BroadMaude · 30/01/2024 19:34

I was never told to cut the bags and always poured out from the seal

(scissors would surely be non sterile as well?)

can’t comment on the mess thing because it’s usually me that leaves the house looking like a tornado after the kids have run rings round me all day

pollymere · 30/01/2024 19:50

We cupfed ours using little sterile cups you can buy. The milk doesn't need to be heated. You can just put it in the sterile cups and go ahead. My DH could manage that... Anything left gets thrown away including the cup.

We never bothered with bottles in the end and mine could drink out of a cup without a lid at about eight months by themselves because they'd had practice (PBF until 19 months).

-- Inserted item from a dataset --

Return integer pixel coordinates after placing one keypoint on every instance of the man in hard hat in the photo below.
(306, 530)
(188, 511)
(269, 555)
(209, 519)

Ticktockk · 30/01/2024 20:22

It’s not formula, it’s breast milk. No need to be so crazy about sterilising! Do you carefully wash your boob before feeding?
I never used a steriliser. Just washed the bottles in hot soapy water.

itsgettingweird · 30/01/2024 20:43

I think I need to give you a LTB ....... alone 😂

Seriously there is being cautious and there is being OTT.

The clothes thing would have driven me nuts but I expect that was one of those times someone asks a question actually knowing the answer or asks something not what they actually meant. So "where are the clothes kept" when they mean "what should I get to wear" or ate just communicating without really thinking about what they are saying.